Each person with an Autism Spectrum Disorder (ASD) is unique.

Words used to describe an individual who is on the autism spectrum are being questioned more and more by the autism community.  Terms such as “mild” or “severe” and labels like “high-functioning” and “low-functioning” are not particularly accurate and could be viewed as harmful.  Someone who can’t talk might have better social skills than someone who speaks well.  What if the person who can speak is unable to pick up on social cues?  A medical diagnosis might label the non-verbal individual as being more “severely” autistic than the verbal one.  While individuals with autism are on a spectrum, the line is possibly more blurred than originally thought. 

Some children and adults with autism have serious cognitive disabilities and sensory problems.  They may display extremely repetitive behaviours including meltdowns, self-injury, defensiveness and aggression.  These are often provoked by anxiety and/or pain.  Without appropriate intervention and an understanding of the underlying cause, behaviours may become persistent and difficult to change. Living with and caring for a person with autism can be challenging, requiring tremendous patience and an understanding of the condition.

Individuals with ASD may present with
some of the following exceptional characteristics:

  • Non-verbal reasoning (the ability to understand and analyse visual information and solve problems using visual reasoning)
  • Exceptional memory
  • Perceptual motor skills (hand-eye coordination, body-eye coordination, auditory language skills)
  • Computer proficiency
  • Exceptional skills in creative and imaginative expression (music, art, writing, drama)
  • Visuospatial ability (capacity to identify visual and spatial relationships among objects)
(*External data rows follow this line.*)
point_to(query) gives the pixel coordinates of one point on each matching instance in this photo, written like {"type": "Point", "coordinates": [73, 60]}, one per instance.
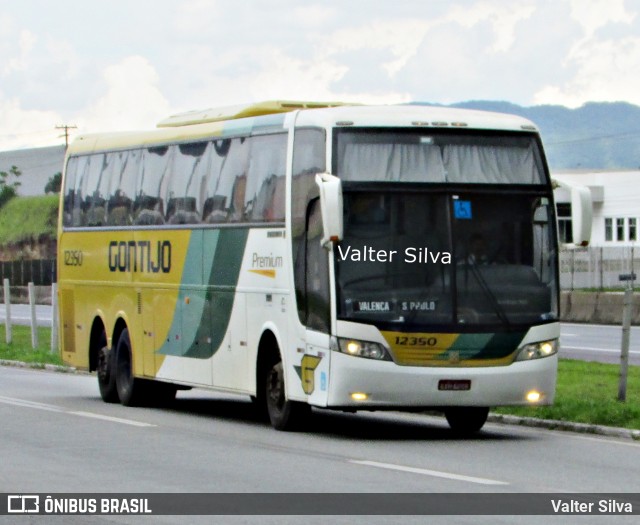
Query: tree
{"type": "Point", "coordinates": [54, 184]}
{"type": "Point", "coordinates": [8, 190]}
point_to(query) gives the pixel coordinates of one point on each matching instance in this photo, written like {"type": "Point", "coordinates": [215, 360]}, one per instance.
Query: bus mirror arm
{"type": "Point", "coordinates": [581, 212]}
{"type": "Point", "coordinates": [331, 208]}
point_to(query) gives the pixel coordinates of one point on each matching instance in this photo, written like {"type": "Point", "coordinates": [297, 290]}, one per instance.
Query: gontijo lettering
{"type": "Point", "coordinates": [140, 256]}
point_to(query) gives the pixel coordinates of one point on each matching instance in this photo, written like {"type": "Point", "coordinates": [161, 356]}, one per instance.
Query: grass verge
{"type": "Point", "coordinates": [20, 347]}
{"type": "Point", "coordinates": [586, 392]}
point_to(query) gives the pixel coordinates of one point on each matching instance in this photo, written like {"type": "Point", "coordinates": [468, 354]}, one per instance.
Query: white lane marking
{"type": "Point", "coordinates": [113, 419]}
{"type": "Point", "coordinates": [52, 408]}
{"type": "Point", "coordinates": [592, 349]}
{"type": "Point", "coordinates": [29, 404]}
{"type": "Point", "coordinates": [427, 472]}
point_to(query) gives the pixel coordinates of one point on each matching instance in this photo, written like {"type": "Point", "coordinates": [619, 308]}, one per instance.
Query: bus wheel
{"type": "Point", "coordinates": [130, 389]}
{"type": "Point", "coordinates": [283, 414]}
{"type": "Point", "coordinates": [466, 420]}
{"type": "Point", "coordinates": [107, 376]}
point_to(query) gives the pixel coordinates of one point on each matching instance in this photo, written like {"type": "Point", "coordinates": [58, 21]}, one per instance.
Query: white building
{"type": "Point", "coordinates": [616, 205]}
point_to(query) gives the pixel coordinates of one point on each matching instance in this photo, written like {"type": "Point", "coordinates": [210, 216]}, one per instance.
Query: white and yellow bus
{"type": "Point", "coordinates": [342, 257]}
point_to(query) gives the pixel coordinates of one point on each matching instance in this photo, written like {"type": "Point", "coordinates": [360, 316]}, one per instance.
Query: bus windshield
{"type": "Point", "coordinates": [447, 255]}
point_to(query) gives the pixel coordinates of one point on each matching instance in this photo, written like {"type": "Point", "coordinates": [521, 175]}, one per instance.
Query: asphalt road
{"type": "Point", "coordinates": [58, 436]}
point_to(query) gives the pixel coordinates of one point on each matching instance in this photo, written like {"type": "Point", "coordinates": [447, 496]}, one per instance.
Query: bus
{"type": "Point", "coordinates": [334, 256]}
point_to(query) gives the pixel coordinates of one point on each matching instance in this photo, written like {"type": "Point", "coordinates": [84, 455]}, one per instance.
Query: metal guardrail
{"type": "Point", "coordinates": [40, 272]}
{"type": "Point", "coordinates": [33, 317]}
{"type": "Point", "coordinates": [597, 267]}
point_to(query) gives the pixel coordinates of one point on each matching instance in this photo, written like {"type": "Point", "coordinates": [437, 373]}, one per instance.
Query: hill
{"type": "Point", "coordinates": [602, 135]}
{"type": "Point", "coordinates": [28, 228]}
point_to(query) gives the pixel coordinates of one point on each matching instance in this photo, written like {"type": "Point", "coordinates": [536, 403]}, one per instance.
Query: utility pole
{"type": "Point", "coordinates": [66, 133]}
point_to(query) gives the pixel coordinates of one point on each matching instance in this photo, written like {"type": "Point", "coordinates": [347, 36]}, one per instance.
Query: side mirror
{"type": "Point", "coordinates": [581, 215]}
{"type": "Point", "coordinates": [330, 207]}
{"type": "Point", "coordinates": [581, 211]}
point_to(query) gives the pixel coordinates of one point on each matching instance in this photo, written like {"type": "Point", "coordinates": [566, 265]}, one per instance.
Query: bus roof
{"type": "Point", "coordinates": [202, 125]}
{"type": "Point", "coordinates": [269, 107]}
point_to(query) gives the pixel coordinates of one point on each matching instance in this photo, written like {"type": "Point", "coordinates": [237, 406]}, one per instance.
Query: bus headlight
{"type": "Point", "coordinates": [366, 349]}
{"type": "Point", "coordinates": [537, 350]}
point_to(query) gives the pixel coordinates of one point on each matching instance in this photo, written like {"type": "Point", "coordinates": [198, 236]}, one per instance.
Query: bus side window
{"type": "Point", "coordinates": [123, 176]}
{"type": "Point", "coordinates": [96, 182]}
{"type": "Point", "coordinates": [69, 191]}
{"type": "Point", "coordinates": [264, 201]}
{"type": "Point", "coordinates": [148, 208]}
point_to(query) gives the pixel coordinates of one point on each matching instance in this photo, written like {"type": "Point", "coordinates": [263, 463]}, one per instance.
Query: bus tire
{"type": "Point", "coordinates": [283, 413]}
{"type": "Point", "coordinates": [466, 420]}
{"type": "Point", "coordinates": [130, 389]}
{"type": "Point", "coordinates": [106, 375]}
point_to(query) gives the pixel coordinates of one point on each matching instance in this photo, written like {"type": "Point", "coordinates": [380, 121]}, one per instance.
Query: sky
{"type": "Point", "coordinates": [127, 64]}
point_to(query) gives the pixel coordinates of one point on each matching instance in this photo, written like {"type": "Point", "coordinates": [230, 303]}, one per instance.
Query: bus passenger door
{"type": "Point", "coordinates": [314, 365]}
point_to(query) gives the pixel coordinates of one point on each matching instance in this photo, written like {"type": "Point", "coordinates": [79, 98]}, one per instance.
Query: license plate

The above exceptional skills may be combined with subtle characteristics in other areas of development.  All individuals with the diagnosis demonstrate some of the following:

Lack of awareness

Autism is characterized by an impaired ability to engage in social relationships and can result in serious deficits in the ability to make friendships. In fact, children on the autism spectrum often behave as if other people do not exist. This is demonstrated in various ways, including failure to respond to their names when called, appearing not to listen when spoken to, an inability to display appropriate facial expressions, avoidance of eye contact, a failure to respond to affection and sometimes treating people as if they were inanimate objects. Often children will acknowledge an adult only for the purpose of getting a need gratified and will return to ignoring the adult thereafter.

If a child with autism possesses any social skills, they are characteristically rote and awkward in nature. Individuals with autism also experience problems maintaining reciprocal relationships. Additional difficulties center around an inability to take on another’s perspective (e.g. a child with autism hurts another child and cannot understand why he/she is crying), feelings and emotions, or provide or seek comfort, in conventional ways.
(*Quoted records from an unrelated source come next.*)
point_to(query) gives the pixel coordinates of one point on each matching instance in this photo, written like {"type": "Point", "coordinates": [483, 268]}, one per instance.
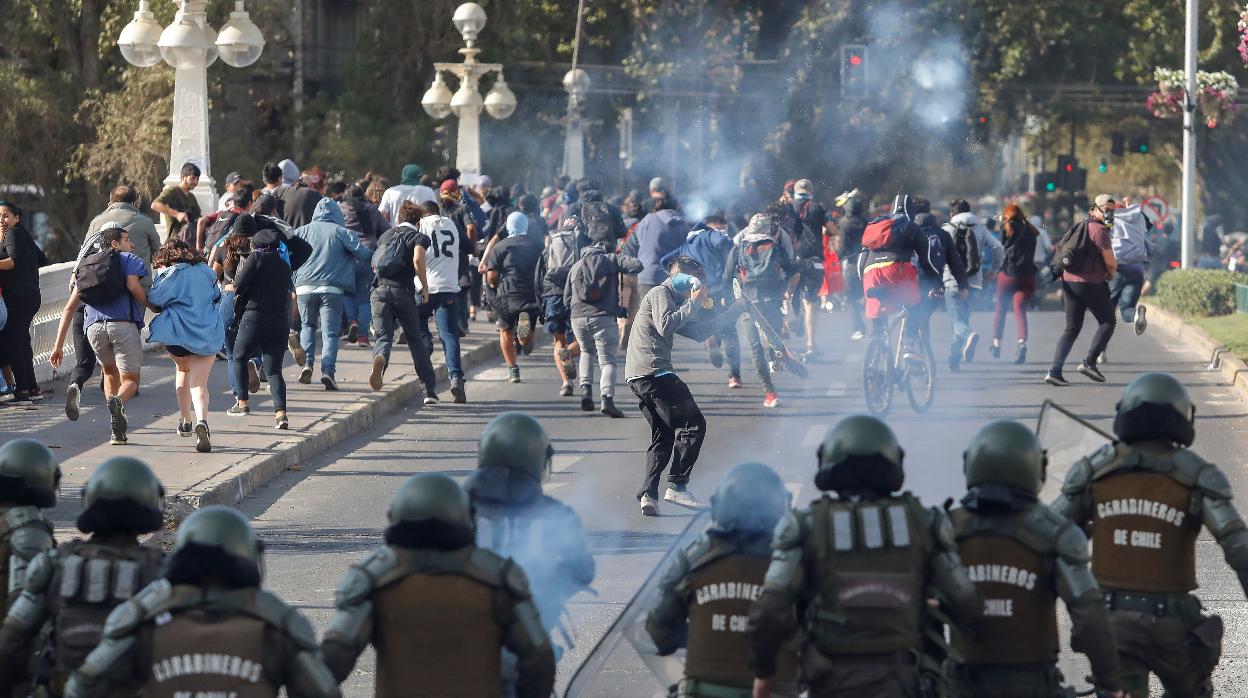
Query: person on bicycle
{"type": "Point", "coordinates": [766, 271]}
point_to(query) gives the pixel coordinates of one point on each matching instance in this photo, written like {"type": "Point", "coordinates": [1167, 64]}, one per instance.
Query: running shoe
{"type": "Point", "coordinates": [375, 378]}
{"type": "Point", "coordinates": [73, 395]}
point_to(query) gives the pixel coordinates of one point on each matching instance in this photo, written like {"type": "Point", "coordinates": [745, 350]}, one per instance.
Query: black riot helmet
{"type": "Point", "coordinates": [513, 460]}
{"type": "Point", "coordinates": [431, 511]}
{"type": "Point", "coordinates": [122, 495]}
{"type": "Point", "coordinates": [215, 546]}
{"type": "Point", "coordinates": [750, 497]}
{"type": "Point", "coordinates": [860, 456]}
{"type": "Point", "coordinates": [1156, 406]}
{"type": "Point", "coordinates": [29, 475]}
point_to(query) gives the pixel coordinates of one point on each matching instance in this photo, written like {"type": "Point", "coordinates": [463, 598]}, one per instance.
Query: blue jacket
{"type": "Point", "coordinates": [187, 296]}
{"type": "Point", "coordinates": [658, 234]}
{"type": "Point", "coordinates": [333, 250]}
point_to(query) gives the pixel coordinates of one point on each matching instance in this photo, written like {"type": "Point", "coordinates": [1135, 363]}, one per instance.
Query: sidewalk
{"type": "Point", "coordinates": [246, 451]}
Unusual seeking of comfort when stressed

Individuals with autism tend to crave predictability and function optimally in highly structured situations. Concurrently, they are likely to become extremely dependent on elements of sameness in their lives, to the extent that they can have difficulty coping with changes in their environment or routine. Whereas most people seek reassurance when faced with fear, pain or insecurity, individuals with autism react this way to seemingly harmless objects or situations possibly because they associate them with a previous unpleasant experience.

Impaired imitation skills

All children learn behaviour patterns of social interaction through imitation. Very young children with autism will often fail to respond or exhibit delays in responding to the gestures or playful overtures of peers, even when these are familiar to them from past experience or through repetition.
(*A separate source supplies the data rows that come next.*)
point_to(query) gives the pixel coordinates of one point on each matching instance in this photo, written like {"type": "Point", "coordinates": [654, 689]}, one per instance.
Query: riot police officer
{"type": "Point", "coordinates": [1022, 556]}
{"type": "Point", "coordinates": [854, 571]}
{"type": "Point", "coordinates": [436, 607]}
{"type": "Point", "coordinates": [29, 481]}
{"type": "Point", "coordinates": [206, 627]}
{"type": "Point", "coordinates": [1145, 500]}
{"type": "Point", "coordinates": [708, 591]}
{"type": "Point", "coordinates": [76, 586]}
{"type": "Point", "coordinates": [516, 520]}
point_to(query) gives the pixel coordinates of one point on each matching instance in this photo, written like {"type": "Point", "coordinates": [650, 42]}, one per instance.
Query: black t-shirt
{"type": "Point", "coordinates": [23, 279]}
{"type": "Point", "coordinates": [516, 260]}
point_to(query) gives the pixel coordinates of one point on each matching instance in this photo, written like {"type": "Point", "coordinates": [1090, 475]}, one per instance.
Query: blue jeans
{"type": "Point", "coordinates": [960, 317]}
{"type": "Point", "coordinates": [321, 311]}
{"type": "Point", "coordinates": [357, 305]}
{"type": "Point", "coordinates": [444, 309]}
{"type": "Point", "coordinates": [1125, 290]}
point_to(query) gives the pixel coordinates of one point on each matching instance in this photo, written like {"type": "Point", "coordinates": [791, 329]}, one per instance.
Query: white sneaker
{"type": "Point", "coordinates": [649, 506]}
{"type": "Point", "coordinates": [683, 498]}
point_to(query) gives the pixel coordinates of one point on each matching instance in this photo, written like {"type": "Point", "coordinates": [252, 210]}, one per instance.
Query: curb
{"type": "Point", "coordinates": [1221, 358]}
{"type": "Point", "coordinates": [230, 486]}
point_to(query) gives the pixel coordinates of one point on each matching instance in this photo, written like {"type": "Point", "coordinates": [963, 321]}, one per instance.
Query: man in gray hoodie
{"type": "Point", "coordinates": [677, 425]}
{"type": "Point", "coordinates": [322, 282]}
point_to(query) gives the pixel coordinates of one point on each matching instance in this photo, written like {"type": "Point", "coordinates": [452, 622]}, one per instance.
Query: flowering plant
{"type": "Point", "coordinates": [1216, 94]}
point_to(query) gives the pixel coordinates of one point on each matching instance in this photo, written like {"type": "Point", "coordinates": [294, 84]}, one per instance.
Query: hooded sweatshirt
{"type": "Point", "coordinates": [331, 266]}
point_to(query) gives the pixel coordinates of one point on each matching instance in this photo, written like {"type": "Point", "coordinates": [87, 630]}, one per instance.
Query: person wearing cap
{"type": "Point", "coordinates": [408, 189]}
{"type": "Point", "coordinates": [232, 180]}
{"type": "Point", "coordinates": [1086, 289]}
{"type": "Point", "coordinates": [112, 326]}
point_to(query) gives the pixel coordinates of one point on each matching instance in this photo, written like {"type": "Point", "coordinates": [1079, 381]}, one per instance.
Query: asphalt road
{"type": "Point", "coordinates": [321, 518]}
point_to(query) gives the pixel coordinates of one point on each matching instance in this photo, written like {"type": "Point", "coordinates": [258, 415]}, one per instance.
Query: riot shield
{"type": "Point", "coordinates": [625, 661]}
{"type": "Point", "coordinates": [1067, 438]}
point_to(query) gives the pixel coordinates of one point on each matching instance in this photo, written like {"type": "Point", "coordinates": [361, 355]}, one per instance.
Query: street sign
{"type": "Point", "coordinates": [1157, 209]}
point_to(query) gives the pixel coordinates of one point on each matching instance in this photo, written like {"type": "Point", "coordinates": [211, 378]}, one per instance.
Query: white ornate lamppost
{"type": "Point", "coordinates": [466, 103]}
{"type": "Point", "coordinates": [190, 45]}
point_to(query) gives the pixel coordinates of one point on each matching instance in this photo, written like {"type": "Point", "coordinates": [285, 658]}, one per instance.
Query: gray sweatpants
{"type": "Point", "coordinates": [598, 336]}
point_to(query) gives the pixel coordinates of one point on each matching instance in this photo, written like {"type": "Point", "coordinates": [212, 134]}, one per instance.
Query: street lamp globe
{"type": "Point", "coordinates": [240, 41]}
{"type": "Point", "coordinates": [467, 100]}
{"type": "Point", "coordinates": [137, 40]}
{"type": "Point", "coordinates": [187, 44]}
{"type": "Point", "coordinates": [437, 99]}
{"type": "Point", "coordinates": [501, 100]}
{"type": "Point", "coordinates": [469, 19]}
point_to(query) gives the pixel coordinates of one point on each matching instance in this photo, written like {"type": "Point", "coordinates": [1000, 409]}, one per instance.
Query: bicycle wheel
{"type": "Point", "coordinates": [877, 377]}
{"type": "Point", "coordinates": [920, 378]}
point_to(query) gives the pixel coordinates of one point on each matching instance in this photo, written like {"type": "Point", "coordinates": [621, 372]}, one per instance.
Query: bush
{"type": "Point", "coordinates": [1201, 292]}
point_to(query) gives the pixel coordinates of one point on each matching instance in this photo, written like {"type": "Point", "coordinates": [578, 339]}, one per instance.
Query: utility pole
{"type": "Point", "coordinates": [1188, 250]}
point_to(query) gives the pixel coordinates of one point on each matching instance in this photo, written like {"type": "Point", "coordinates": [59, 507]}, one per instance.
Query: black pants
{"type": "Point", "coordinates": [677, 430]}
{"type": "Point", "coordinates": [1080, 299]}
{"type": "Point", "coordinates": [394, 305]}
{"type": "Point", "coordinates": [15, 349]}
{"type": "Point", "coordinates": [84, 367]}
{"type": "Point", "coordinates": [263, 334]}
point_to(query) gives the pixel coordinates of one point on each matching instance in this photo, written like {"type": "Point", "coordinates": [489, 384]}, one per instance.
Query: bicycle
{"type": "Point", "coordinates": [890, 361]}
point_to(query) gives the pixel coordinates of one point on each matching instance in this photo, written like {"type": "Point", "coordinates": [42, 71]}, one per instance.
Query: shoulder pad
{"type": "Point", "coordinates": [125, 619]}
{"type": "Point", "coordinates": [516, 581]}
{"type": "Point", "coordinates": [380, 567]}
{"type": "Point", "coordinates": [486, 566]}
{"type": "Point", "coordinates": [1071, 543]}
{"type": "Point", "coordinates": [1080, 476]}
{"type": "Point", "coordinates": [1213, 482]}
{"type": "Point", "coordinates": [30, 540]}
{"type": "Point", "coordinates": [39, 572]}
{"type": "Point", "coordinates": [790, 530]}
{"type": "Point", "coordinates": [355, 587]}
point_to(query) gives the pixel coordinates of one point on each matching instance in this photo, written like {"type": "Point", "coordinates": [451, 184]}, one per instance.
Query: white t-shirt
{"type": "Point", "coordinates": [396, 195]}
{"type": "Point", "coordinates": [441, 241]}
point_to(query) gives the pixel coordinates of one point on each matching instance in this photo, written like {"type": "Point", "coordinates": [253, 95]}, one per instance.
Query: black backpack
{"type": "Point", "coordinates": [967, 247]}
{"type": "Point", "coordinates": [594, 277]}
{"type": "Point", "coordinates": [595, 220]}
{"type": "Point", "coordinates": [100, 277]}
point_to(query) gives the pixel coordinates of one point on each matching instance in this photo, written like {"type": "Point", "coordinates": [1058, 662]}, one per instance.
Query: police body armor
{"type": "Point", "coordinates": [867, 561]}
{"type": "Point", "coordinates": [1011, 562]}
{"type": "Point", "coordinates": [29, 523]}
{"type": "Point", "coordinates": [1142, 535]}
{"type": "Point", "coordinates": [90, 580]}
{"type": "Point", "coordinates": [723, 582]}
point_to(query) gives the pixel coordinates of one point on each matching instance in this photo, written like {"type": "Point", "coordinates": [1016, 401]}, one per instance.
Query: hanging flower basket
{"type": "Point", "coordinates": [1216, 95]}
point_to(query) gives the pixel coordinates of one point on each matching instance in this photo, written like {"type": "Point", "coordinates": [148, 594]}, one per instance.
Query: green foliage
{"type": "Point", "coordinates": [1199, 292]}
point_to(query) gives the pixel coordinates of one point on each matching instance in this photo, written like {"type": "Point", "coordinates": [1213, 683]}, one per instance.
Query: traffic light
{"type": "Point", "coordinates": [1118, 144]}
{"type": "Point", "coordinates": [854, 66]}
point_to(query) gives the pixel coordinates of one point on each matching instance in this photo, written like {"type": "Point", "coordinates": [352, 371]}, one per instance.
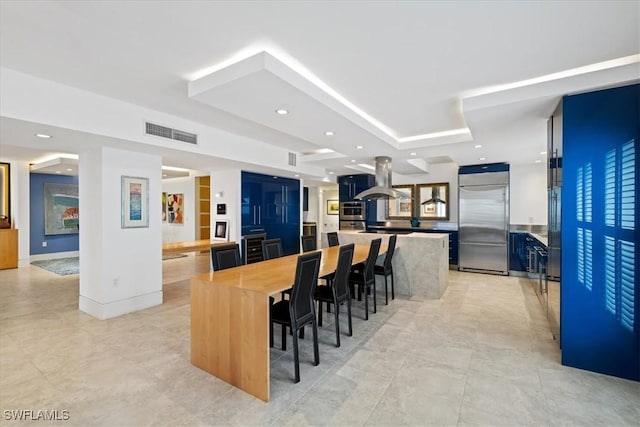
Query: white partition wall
{"type": "Point", "coordinates": [120, 268]}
With carefully planned intervention efforts over time, the child’s capacity to benefit from imitative learning will increase.

Unusual toy play

When a child with autism sits down to play, he/she generally has a stereotypical and repetitive approach as opposed to the symbolic, creative and imaginative play behaviour exhibited by the typically developing child. Some children may refuse to play with toys, or if they do they may do so in unusual ways. They may not see a toy car as a car but rather as an object that rattles and makes funny patterns when the wheels are spun. This unusual toy play probably accounts for part of the reason why these children have difficulty interacting with peers and joining in games with others.

Inability to form friendships

Children with autism lack two essential skills that are vital for peer connections:

  • The ability to relate to peers in a positive and reciprocal manner
  • The ability to adapt interpersonal skills to the various demands of different social situations.

These children are not looking for opportunities to interact and may even find it difficult to be in the physical proximity of others. Typically, they are not sought out by peers for play.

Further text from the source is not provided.